Sin: Transgression of the Law or Missing the Mark?

So which is it? When someone blows it and sins against God, were they transgressing the law, or were they merely missing the mark? Well, it depends upon the situation. It comes down to differentiating between what are commonly called sins of “omission” and sins of “commission”. On one hand, the sinner was trying his best to do what’s right and didn’t cut it, and on the other hand, he knew full well what he was doing was wrong and yet did it anyway.
These two types of sin are clearly depicted in the life of king Saul. If you remember in 1Samuel 13, when the Philistines were about to close in on Saul and his troops in Gilgal, while Samuel tarried, the men of Israel were afraid to the point of trembling and king Saul became impatient and made burnt offerings to the Lord, which was in disobedience to what the Lord had commanded. When Samuel did arrive, it was then that he pronounced the judgement of God on Saul for his sin. But Saul thought he was doing the right thing! He was offering to the Lord before the battle, but he didn’t do it right, and God judged him for it. A sin of omission.
Then at a later time, the Philistines again arrayed themselves before Israel for battle, and Saul was so afraid “his heart greatly trembled”. (1Samuel 28) By now Samuel was dead, and the Lord did not give an answer to Saul through the prophets, so he sought out a woman who had a familiar spirit. He went to the witch of Endor to find counsel. Here Saul knew what was right or wrong, and deliberately crossed the line and sinned against God. A sin of commission.
Sins of commission are like having a line drawn in the sand and stepping over it anyhow. Sins like, lying, theft, adultery, murder, gossip, envy, doubt, coveteousness, blasphemy, and idolatry. We all know these things are wrong and yet we do them anyhow.
When sharing the gospel with unbelievers, I usually don’t spend too much time discussing sins of omission. Here’s why: We’ve all heard the analogy of an archer shooting at a target, but missing the bullzeye, and this is “missing the mark”, or “sin”. This is a very poor analogy to use because it paints the picture that the sinner is trying his best to live right but just can’t do it. In other words, he’s not a bad person, he just needs someone to help him with the little he’s lacking. Using this analogy to refer to his sins as “missing the mark” does nothing in terms of leading him to repentance because you’re telling him he’s already trying hard enough. It totally defuses the seriousness of sin. This also makes God look unjust for sending sinners to hell when they were doing their best to do what he says. Although we have all committed sins of omission, and missed the mark in that sense, it is more of a loss to the sinner rather than a gain to soften the blow by avoiding more obvious sin.
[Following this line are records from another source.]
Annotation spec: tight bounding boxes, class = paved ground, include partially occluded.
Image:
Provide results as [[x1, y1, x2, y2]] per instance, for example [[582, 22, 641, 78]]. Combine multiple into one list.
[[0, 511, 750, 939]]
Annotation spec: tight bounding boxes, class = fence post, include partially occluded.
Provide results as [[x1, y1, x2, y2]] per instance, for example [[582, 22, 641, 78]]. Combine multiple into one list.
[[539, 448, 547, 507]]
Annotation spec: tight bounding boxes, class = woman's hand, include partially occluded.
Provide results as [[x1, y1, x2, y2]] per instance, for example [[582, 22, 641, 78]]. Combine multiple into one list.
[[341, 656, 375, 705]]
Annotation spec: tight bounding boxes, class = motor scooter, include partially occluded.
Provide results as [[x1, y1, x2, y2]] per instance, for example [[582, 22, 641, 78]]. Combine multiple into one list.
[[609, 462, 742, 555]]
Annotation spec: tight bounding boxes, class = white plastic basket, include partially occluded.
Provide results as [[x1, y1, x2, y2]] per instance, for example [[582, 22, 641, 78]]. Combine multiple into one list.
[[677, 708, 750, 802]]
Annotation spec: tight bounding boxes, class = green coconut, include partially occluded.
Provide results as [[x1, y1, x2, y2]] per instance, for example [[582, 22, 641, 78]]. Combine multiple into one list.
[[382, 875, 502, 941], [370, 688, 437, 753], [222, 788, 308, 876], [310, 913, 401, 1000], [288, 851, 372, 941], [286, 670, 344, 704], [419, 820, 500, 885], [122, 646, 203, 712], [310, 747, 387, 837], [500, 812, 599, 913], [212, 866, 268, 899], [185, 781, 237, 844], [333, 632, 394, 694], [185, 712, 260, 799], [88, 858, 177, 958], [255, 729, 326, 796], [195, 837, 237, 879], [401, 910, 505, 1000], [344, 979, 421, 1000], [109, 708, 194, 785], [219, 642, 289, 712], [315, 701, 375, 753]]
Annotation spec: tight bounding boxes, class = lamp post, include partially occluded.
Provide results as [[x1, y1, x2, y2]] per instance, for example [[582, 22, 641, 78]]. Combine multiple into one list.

I know its hard not to let the fear of man get to us when sharing the truth of the gospel. Its hard to talk about sin and judgement, because we are afraid of how people will respond, but it is absolutely necessary in order for someone to understand the gospel. But what is the gospel? In a nutshell, we’ve sinned against God and deserve his wrath, but because of his love for us, he sent his Son to live and die for us so that all who will repent and put their trust in Him will have forgiveness of sins. What is more likely to make this good news good? Telling someone they are trying really hard but just need a little lift? Or gently and lovingly showing the sinner the enormity of his crimes? Once a person comes face to face with their sin and realizes that the judgement of God is just, then the blood of Jesus is something they will cling to for a lifetime.
They don’t bail out on the Lord when times get tough. They didn’t come to him for a better lifestyle, or to try something different. they came because they have sinned against God, and they need the blood of Jesus to cleanse them from sin. They don’t wak away from him when they lose their job, or when their spouse fails them, or when they are tempted, or when the bank takes the house. No! These things only make them cling tighter to the Lord and even look forward to getting out of here.
So, boys and girls, don’t be afraid to bring up the hard subjects. When witnessing, don’t just gloss over the seriousness of sin, but show the person their great need of the Saviour. They will thank you for telling them the truth, because they sure aren’t hearing it from many sources these days. The Lord will honor you for preaching the whole counsel of God. Don’t you want to stand before him and hear “Well done, good and faithful servant”? Be faithful to proclaim the whole truth. Do it for the glory of God!